Cookbook notebook

View the logs from the future

Peer 2 seconds into the future of a buggy-moment and view its events.

// PRE-REQ: you have a 'moment' (likely from our boilerplate)

// spawn a branch where you'll play the simulation forward
branch = moment.branch()
branch.wait(Time.seconds(2))

// view the events leading up to this future
print(environment.events.up_to(branch))

Run a diagnostic command

Run a bash command (e.g. netstat) in a container you’re investigating.

// PRE-REQ: you have a 'moment' and 'environment' (likely from our boilerplate)

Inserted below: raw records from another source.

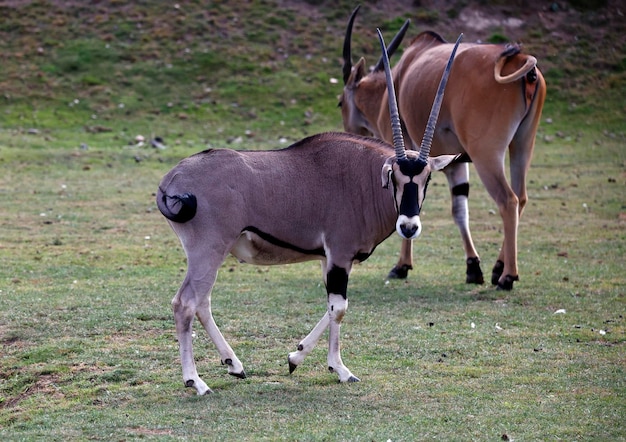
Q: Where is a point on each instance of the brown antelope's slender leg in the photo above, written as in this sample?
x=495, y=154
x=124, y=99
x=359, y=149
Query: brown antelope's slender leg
x=494, y=179
x=405, y=261
x=458, y=181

// list all running container names
client_names = environment.containers.list({moment}).map(x => x.name)
print(client_names)

// select the container name for the container you want to run netstat in
client_name = client_names.at(0)

// spawn a branch and run the command, printing the resulting process output
branch = moment.branch()
process = bash`netstat`.run({container: client_name, branch})
print(process)

If you’re here to debug a crashed process, get the pid of that process from the logs. Container processes have two pids, one found in the host machine and another in the container, the pid obtained from the logs is the host pid. For most debugging use-cases, you’ll want the container pid.

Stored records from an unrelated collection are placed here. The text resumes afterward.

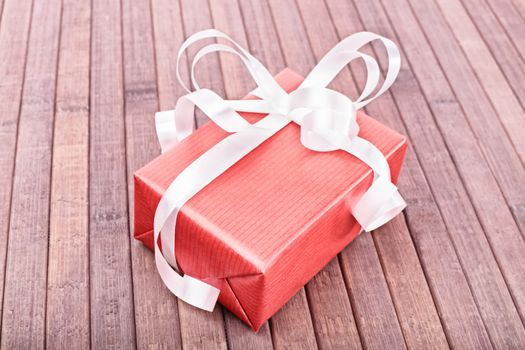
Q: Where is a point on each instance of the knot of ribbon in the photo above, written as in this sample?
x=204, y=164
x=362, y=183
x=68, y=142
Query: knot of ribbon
x=327, y=119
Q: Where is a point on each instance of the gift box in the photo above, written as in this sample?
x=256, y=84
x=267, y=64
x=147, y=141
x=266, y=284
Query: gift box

Map host pid to its container pid

To map a host pid to its container pid, follow the instructions below.

// PRE-REQ: you have a 'moment' and 'environment' (likely from our boilerplate)
// PRE-REQ: you have the host pid of the crashed process

// Rewind to a moment before the crash
pre_crash_moment = moment.rewind(Time.seconds(0.8))
branch = pre_crash_moment.branch()

// Let the host pid = 3653
hpid = 3653

// Get all pids of the target process in the namespaces it participates in
// This command is run on the host machine
print(bash`grep NSpid /proc/${hpid}/status`.run({container: environment.host, branch}))

// Output
// 82.108  NSpid:  3653    103
// The container pid is 103

Get process id of a known process

If you’re here to proactively debug an event and want the pid of a specific process in a specific container, follow the instructions below.

// PRE-REQ: you have a 'moment' and 'environment' (likely from our boilerplate)

// grab the container you want to debug, similar to in our diagnostic command example
environment.containers.list({moment})
// container_1
// container_2
// container_3

// you want to debug container_2
chosen_container = 'container_2'

// rewind time if you're interested in debugging just before the current moment
debug_moment = moment.rewind(Time.seconds(0.8))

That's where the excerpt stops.